Crowding Out – wann schlagen Konjunkturprogramme ins Gegenteil um?

Finanzminister Peer SteinbrückIch mag Peer Steinbrück, unseren Finanzminister. Ich habe ihn vor einigen Sommern in Bonn kennengelernt, als er noch kein bundespolitisches Amt hatte und ohne Jackett und Krawatte, sondern nur mit Hosenträgern durch das ehemalige Bonner Regierungsviertel geschlendert ist und Anekdoten erzählt hat. Sehr unterhaltsam.

Am vergangenen Freitag (30.1.2009) hat er im Bundestag das Konjunkturprogramm der Bundesregierung verteidigt – und gleichzeitig klar gemacht, dass es für solche Hilfen auch Grenzen gibt.

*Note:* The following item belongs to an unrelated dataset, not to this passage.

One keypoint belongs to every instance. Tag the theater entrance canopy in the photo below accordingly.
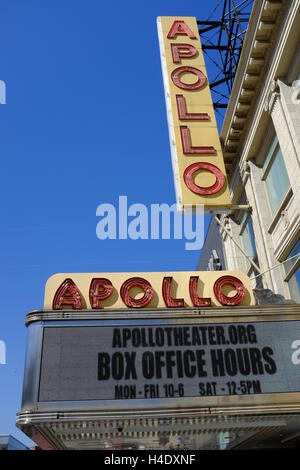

Peer Steinbrück hat Sorgen. Nämlich dass Konjunkturprogramme in Höhe von 70 bis 80 Milliarden Euro nicht nur die Verschuldung des Staates in die Höhe treiben, sondern auch die Wirtschaft bremsen statt anfeuern können.

Amerikanische Wirtschaftswissenschaftler haben für diese Gefahr einen Begriff geprägt: Crowding Out, auf Deutsch etwa: Die Masse vertreiben. In der Tat ist es momentan für alle Regierungen der Welt relativ günstig, neue Schulden zu machen, um nationale Konjunkturprogramme auf den Weg zu bringen. Denn die Zinsen tendieren zwar überall gegen Null, doch davon profitiert der Staat mehr als alle anderen. In Krisenzeiten steuern nun einmal viele Investoren den sicheren Hafen der Staatsanleihen an, obwohl diese sehr viel niedriger verzinst werden als andere Anleihen. Oder andersherum: Unternehmen, die bisher ihr Wachstum mit der Ausgabe von Unternehmensanleihen finanzieren konnten, haben plötzlich Probleme, Käufer für ihre Anleihen zu finden.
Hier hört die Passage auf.